Mason looks at art, but I caught myself curious about my own intersections with various pretty good researchers when it came to stuff that interested me -- eg. Buddhism or spiritual endeavor or whatever you want to call it. I look back at intersections with guys like Brian Victoria and Stuart Lachs, both people willing to take on the wonderful-wonderful confines of Zen Buddhism and peel back the layers of hagiography and detail the riotous and sometimes subservient tommyrot that dwells within the wonderment of spiritual adventure. Or Kobutsu Malone, who, while participating in the Zen tommyrot universe tucked in his well-informed take on the Roman Catholic Church and its pedophile proclivities... and this before the Boston Globe claimed a wondrous scoop.... whose discoveries, like Malone's, were preceded by the Catholic church itself and references to boy toys that burrow as far back as 300 AD at least (can't immediately find the list, but my computer went down ... I'll look later).

All of this by way of a longish intro to the idea of research and who sweats and what anyone might have after having sweat the sweat of the researcher.

If someone truly loves and idea or position, isn't there a built-in responsibility to research it ... to sweat? I think there is, but I fear I am in the minority. Some are willing to burrow down to the bad apples among the good ones ... and then stop... and congratulate the fact that there was any digging at all. But is it enough? I doubt it, but I fear I am in the minority. Deeper and deeper and deeper into what began as love, burrowed through disgust and kept on digging until ... until ... until....

Until, like the little joke bird that flew around the mountain peak in ever-declining circles until at last s/he flew up his/her own asshole and disappeared, s/he reverses course and flies out his/her own mouth and reappears with a personal persuasion s/he is willing to live with.

"I love it" is just "I love it." Or "I hate it" is just "I hate it."
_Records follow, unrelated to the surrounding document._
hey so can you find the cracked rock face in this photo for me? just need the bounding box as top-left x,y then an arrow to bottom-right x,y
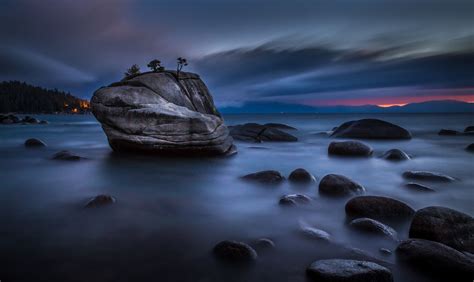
91,71 -> 234,156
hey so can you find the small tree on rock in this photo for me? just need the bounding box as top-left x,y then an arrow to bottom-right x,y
147,59 -> 164,72
176,57 -> 188,79
124,64 -> 141,78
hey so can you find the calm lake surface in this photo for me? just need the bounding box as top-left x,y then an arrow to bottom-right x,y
0,113 -> 473,282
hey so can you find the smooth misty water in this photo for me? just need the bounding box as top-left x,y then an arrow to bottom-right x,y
0,113 -> 473,282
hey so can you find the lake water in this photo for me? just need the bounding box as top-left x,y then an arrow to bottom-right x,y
0,113 -> 473,282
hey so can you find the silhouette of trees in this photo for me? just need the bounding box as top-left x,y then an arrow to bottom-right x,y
176,57 -> 188,79
0,81 -> 88,113
124,64 -> 141,78
147,59 -> 164,72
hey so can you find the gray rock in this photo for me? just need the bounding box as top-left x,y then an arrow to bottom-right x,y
465,126 -> 474,133
466,143 -> 474,152
349,218 -> 398,240
331,119 -> 411,140
229,123 -> 298,142
263,123 -> 297,130
409,206 -> 474,252
319,174 -> 365,197
241,170 -> 285,184
254,238 -> 275,250
306,259 -> 393,282
279,194 -> 311,206
51,150 -> 82,161
404,183 -> 435,192
300,226 -> 331,242
91,71 -> 234,156
438,129 -> 459,135
381,149 -> 410,161
328,141 -> 373,157
24,138 -> 47,147
402,171 -> 455,182
345,196 -> 415,221
84,194 -> 116,208
396,239 -> 474,278
288,168 -> 316,184
213,240 -> 257,262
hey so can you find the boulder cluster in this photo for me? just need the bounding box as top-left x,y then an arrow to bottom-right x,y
1,114 -> 48,125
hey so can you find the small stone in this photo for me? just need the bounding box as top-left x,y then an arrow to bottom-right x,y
379,248 -> 392,255
345,196 -> 415,221
24,138 -> 47,147
279,194 -> 311,206
51,150 -> 82,161
328,141 -> 373,157
254,238 -> 275,250
466,143 -> 474,152
319,174 -> 365,197
300,226 -> 331,242
241,170 -> 285,184
349,217 -> 398,240
404,183 -> 435,192
84,194 -> 116,208
288,168 -> 316,184
438,129 -> 459,135
213,240 -> 258,262
381,149 -> 410,161
464,126 -> 474,133
402,171 -> 455,182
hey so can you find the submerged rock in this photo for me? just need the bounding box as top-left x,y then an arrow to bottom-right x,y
241,170 -> 285,184
349,217 -> 398,240
404,183 -> 435,192
306,259 -> 393,282
466,143 -> 474,152
345,196 -> 415,221
288,168 -> 316,184
213,240 -> 257,262
464,126 -> 474,133
328,141 -> 373,157
331,118 -> 411,140
402,171 -> 455,182
263,123 -> 297,130
438,129 -> 459,135
24,138 -> 47,147
300,226 -> 331,242
229,123 -> 298,142
51,150 -> 82,161
396,239 -> 474,278
253,238 -> 275,250
84,194 -> 116,208
409,206 -> 474,252
319,174 -> 365,197
379,248 -> 392,256
381,149 -> 410,161
279,194 -> 311,206
90,71 -> 234,156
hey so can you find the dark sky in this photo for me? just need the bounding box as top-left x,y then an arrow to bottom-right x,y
1,0 -> 473,107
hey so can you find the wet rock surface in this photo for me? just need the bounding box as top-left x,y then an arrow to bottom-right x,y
84,194 -> 116,208
409,206 -> 474,252
349,217 -> 398,240
396,239 -> 474,279
331,118 -> 411,139
306,259 -> 394,282
241,170 -> 285,184
404,183 -> 435,192
288,168 -> 316,184
213,240 -> 258,262
319,174 -> 365,197
402,171 -> 455,182
381,149 -> 410,161
345,196 -> 415,221
229,123 -> 298,142
51,150 -> 82,161
24,138 -> 47,147
279,194 -> 312,206
438,129 -> 459,135
328,141 -> 373,157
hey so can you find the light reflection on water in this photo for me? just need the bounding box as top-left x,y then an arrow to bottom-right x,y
0,113 -> 472,281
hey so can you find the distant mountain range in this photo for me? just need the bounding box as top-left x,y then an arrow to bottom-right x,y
0,81 -> 90,114
219,100 -> 474,114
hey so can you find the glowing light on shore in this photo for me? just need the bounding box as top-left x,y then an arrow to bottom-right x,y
378,103 -> 407,108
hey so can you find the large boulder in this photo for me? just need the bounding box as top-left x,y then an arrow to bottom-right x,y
319,174 -> 365,197
331,119 -> 411,140
328,141 -> 373,157
345,196 -> 415,221
229,123 -> 297,142
306,259 -> 393,282
90,71 -> 234,156
409,206 -> 474,252
396,239 -> 474,279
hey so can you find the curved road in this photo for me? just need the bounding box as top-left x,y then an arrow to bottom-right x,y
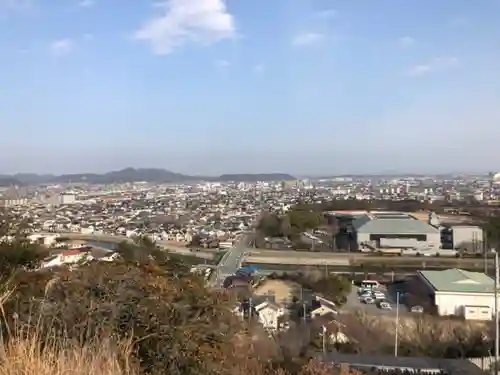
211,232 -> 253,287
37,232 -> 214,259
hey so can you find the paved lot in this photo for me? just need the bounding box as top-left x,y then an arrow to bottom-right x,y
343,285 -> 408,316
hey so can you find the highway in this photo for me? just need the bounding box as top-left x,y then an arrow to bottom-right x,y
210,232 -> 253,287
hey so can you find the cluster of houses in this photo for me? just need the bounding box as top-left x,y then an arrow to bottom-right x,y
39,246 -> 121,269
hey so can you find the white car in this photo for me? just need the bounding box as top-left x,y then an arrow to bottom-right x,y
411,305 -> 424,313
379,302 -> 392,310
358,288 -> 369,295
363,297 -> 375,304
373,292 -> 385,300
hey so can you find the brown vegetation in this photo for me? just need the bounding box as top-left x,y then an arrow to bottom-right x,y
338,310 -> 492,358
0,233 -> 366,375
0,212 -> 494,374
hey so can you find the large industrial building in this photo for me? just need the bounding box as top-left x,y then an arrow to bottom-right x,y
352,211 -> 441,251
416,268 -> 496,320
441,225 -> 484,252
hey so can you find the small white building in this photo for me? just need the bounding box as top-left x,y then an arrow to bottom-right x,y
27,233 -> 60,247
254,301 -> 287,331
417,268 -> 497,320
60,193 -> 77,205
42,248 -> 93,269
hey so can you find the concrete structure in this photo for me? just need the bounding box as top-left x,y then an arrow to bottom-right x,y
352,211 -> 441,251
0,197 -> 29,207
27,233 -> 60,247
450,225 -> 484,252
60,193 -> 77,205
417,268 -> 497,320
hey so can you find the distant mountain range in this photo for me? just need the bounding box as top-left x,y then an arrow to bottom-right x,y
0,168 -> 296,186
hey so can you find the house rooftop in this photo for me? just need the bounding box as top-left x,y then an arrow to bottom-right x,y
321,352 -> 485,375
419,268 -> 494,294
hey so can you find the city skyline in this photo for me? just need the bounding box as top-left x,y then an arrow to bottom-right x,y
1,0 -> 499,175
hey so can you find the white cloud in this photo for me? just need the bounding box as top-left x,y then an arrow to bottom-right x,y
134,0 -> 236,55
78,0 -> 94,7
292,32 -> 324,47
49,38 -> 74,57
407,56 -> 459,76
398,36 -> 415,48
214,59 -> 230,68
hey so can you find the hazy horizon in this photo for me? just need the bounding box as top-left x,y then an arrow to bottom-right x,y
0,165 -> 495,178
1,0 -> 499,175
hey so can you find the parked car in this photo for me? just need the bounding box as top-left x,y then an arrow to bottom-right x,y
373,291 -> 385,300
411,305 -> 424,313
359,291 -> 372,299
363,297 -> 375,304
379,301 -> 392,310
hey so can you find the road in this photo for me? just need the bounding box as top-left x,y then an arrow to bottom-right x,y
34,232 -> 491,267
210,232 -> 253,287
36,232 -> 213,259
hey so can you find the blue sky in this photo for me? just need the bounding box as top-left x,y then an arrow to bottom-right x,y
1,0 -> 500,175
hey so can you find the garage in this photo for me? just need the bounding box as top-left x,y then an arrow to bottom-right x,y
417,268 -> 496,320
463,305 -> 491,320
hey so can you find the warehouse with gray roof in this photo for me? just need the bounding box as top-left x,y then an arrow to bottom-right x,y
352,211 -> 441,252
417,268 -> 496,320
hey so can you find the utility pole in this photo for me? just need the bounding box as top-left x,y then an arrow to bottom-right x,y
495,250 -> 499,375
322,325 -> 327,360
249,298 -> 253,324
485,237 -> 489,275
394,291 -> 400,357
303,302 -> 307,323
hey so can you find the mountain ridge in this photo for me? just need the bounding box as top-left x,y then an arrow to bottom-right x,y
0,168 -> 296,186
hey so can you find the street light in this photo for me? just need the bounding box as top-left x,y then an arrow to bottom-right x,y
394,291 -> 400,357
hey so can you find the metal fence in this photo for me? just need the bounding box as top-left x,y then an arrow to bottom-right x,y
468,356 -> 495,372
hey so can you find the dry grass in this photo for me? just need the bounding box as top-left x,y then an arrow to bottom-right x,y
0,284 -> 137,375
0,333 -> 137,375
0,262 -> 355,375
355,310 -> 488,341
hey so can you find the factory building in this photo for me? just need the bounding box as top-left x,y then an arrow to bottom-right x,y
352,211 -> 441,251
441,225 -> 484,253
416,268 -> 496,320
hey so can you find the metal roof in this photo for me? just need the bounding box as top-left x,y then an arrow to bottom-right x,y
353,214 -> 439,235
419,268 -> 494,294
321,352 -> 486,375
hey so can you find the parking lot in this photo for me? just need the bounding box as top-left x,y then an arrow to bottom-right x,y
343,283 -> 409,316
So if personal preference is where anyone begins and where anyone ends, why do the sweat-invoking research in the middle? Isn't it just that you'd prefer not to become a bigger asshole that you know you can become?
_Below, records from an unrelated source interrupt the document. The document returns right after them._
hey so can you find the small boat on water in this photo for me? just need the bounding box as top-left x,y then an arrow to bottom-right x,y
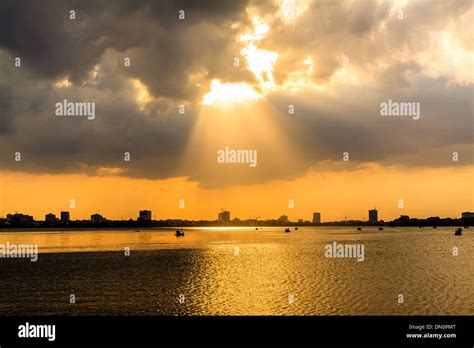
285,228 -> 291,233
295,227 -> 298,230
255,228 -> 259,230
357,227 -> 362,231
175,229 -> 185,237
433,226 -> 437,229
454,228 -> 462,236
378,227 -> 384,231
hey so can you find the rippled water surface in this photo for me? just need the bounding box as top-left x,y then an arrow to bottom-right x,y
0,227 -> 472,315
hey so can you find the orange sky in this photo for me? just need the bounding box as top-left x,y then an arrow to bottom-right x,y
1,164 -> 472,222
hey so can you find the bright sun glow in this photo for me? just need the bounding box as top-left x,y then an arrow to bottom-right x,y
54,77 -> 72,88
131,78 -> 152,110
202,80 -> 262,106
241,43 -> 279,92
239,16 -> 270,42
280,0 -> 311,23
201,10 -> 321,106
240,17 -> 279,93
200,17 -> 280,106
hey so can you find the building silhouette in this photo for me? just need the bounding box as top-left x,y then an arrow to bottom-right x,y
218,210 -> 230,223
313,212 -> 321,224
462,212 -> 474,224
368,209 -> 378,224
45,213 -> 58,223
1,208 -> 472,228
61,211 -> 70,223
6,213 -> 34,224
138,210 -> 152,221
91,213 -> 105,223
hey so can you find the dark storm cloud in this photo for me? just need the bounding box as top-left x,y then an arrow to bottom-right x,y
0,0 -> 255,180
0,0 -> 472,188
0,45 -> 196,179
266,77 -> 473,168
0,0 -> 76,79
0,0 -> 252,94
0,86 -> 14,134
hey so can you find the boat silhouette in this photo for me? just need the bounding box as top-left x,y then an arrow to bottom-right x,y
454,228 -> 462,236
175,229 -> 185,237
285,228 -> 290,233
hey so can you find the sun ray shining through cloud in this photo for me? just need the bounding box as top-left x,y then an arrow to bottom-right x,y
201,80 -> 262,106
200,16 -> 280,106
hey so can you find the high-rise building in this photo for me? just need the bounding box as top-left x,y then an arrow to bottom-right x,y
91,213 -> 104,223
218,210 -> 230,222
462,212 -> 474,224
139,210 -> 152,221
60,211 -> 70,223
7,213 -> 34,224
368,209 -> 378,224
313,212 -> 321,224
278,215 -> 289,223
45,213 -> 57,223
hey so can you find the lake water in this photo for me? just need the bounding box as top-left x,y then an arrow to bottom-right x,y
0,227 -> 472,315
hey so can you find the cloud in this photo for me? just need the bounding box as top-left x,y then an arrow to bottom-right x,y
0,0 -> 472,188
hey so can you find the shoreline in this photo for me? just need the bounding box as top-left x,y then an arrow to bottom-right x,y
0,224 -> 471,232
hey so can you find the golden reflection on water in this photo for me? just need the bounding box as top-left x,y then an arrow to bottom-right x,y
0,227 -> 314,253
0,227 -> 472,315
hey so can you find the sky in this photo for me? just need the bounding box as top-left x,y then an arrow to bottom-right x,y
0,0 -> 473,221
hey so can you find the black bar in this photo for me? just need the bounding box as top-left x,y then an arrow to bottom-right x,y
0,316 -> 472,346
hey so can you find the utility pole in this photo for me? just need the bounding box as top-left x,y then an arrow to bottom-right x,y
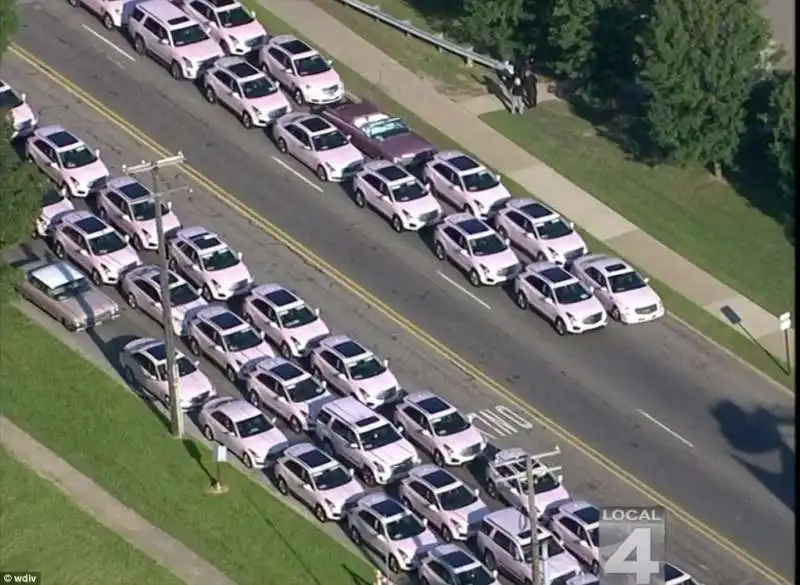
526,454 -> 542,585
122,153 -> 189,439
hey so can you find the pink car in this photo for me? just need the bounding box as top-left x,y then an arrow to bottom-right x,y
179,0 -> 266,56
35,190 -> 74,238
259,35 -> 344,105
273,113 -> 364,182
0,79 -> 37,138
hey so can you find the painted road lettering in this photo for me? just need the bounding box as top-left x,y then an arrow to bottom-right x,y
469,405 -> 533,440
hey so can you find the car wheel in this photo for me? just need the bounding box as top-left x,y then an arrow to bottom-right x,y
591,560 -> 600,574
315,165 -> 328,182
202,425 -> 215,441
279,342 -> 292,359
468,269 -> 481,288
189,337 -> 201,356
353,189 -> 366,208
360,466 -> 376,487
314,504 -> 328,523
401,496 -> 412,509
225,366 -> 237,384
387,554 -> 401,574
132,235 -> 144,251
434,242 -> 446,261
102,13 -> 114,30
515,291 -> 528,310
321,439 -> 335,457
54,243 -> 66,259
440,524 -> 453,543
349,526 -> 362,546
170,61 -> 184,80
483,550 -> 496,571
134,35 -> 146,55
276,137 -> 288,153
276,475 -> 289,495
433,450 -> 445,467
311,365 -> 323,380
289,416 -> 303,434
497,226 -> 508,240
91,269 -> 103,286
126,292 -> 138,309
610,305 -> 622,322
204,84 -> 217,104
242,452 -> 254,469
293,88 -> 305,106
240,111 -> 253,129
248,390 -> 260,408
167,256 -> 178,271
390,215 -> 404,233
201,285 -> 213,302
122,366 -> 136,386
553,317 -> 567,336
535,251 -> 546,261
486,480 -> 497,499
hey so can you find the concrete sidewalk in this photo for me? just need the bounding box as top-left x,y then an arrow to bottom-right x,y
261,0 -> 792,360
0,417 -> 238,585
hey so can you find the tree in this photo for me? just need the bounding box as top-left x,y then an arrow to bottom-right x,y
765,72 -> 795,201
637,0 -> 770,172
453,0 -> 527,59
0,116 -> 44,250
0,0 -> 18,59
546,0 -> 598,78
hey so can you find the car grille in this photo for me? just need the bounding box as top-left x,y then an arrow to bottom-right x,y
322,85 -> 339,96
461,443 -> 483,457
246,35 -> 266,48
418,210 -> 440,225
564,248 -> 585,262
391,457 -> 414,475
636,304 -> 659,315
497,263 -> 520,278
550,571 -> 577,585
270,106 -> 289,120
583,312 -> 604,325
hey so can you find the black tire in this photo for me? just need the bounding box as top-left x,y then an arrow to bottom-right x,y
433,450 -> 445,467
102,13 -> 115,30
202,425 -> 214,441
170,61 -> 183,80
468,269 -> 481,287
360,466 -> 377,487
221,41 -> 231,55
240,111 -> 253,129
314,504 -> 328,522
440,524 -> 453,543
132,235 -> 144,251
204,85 -> 217,104
293,87 -> 305,105
276,137 -> 288,153
168,256 -> 178,271
91,269 -> 103,286
276,476 -> 289,495
54,243 -> 66,259
315,165 -> 327,182
225,366 -> 237,384
391,215 -> 404,233
189,337 -> 201,356
483,550 -> 496,571
553,317 -> 567,336
434,242 -> 446,261
591,560 -> 600,574
349,526 -> 362,545
279,342 -> 292,359
610,305 -> 621,321
123,366 -> 136,386
497,226 -> 508,240
134,35 -> 146,55
126,292 -> 138,309
289,416 -> 303,434
535,251 -> 546,261
242,452 -> 254,469
98,207 -> 109,221
387,554 -> 401,574
201,285 -> 213,302
353,189 -> 366,208
516,291 -> 528,310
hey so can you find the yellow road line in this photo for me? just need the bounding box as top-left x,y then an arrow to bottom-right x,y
10,43 -> 787,585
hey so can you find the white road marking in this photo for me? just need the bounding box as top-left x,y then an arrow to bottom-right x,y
638,409 -> 694,448
270,156 -> 325,193
469,405 -> 533,441
437,271 -> 492,310
81,24 -> 136,62
108,57 -> 126,70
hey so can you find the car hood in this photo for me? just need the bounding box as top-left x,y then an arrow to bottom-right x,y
285,318 -> 330,345
249,92 -> 290,113
448,500 -> 490,527
301,392 -> 336,414
441,426 -> 484,452
241,427 -> 289,457
223,21 -> 265,42
318,144 -> 363,169
370,439 -> 417,468
59,289 -> 117,320
303,69 -> 342,90
209,263 -> 251,288
98,247 -> 139,273
320,477 -> 365,507
176,40 -> 223,62
40,198 -> 75,224
137,212 -> 181,236
394,529 -> 439,558
396,195 -> 441,218
560,296 -> 605,319
519,485 -> 570,515
64,160 -> 110,186
353,369 -> 399,398
377,132 -> 434,159
476,248 -> 519,272
10,102 -> 35,126
545,552 -> 582,580
177,369 -> 215,401
170,299 -> 208,334
469,183 -> 511,207
541,231 -> 586,255
231,343 -> 275,369
613,286 -> 661,310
No biggie. Live a little, sweat a little ... and hope the asshole quotient is held in check. If others prefer not to research ... well, do what you can not to be like that. Make the forgery come true if you must, but I hope you won't leave your dogshit on my front lawn.

What a forgery I am.

1 comment:

  1. Research operates on the assumption that there is a truth to be discovered. Certainly facts trump fairytales, but is there a truth to uncover? Maybe it's just trying to wring out all of the experience a moment can offer, and likely doing it the hard way. Maybe research is only good for stated goals, to sort this or that. But research is a methodology applicable to any exploration. But applying it broadly may do it a disservice. Sometimes experiencing something might be more informative than researching it.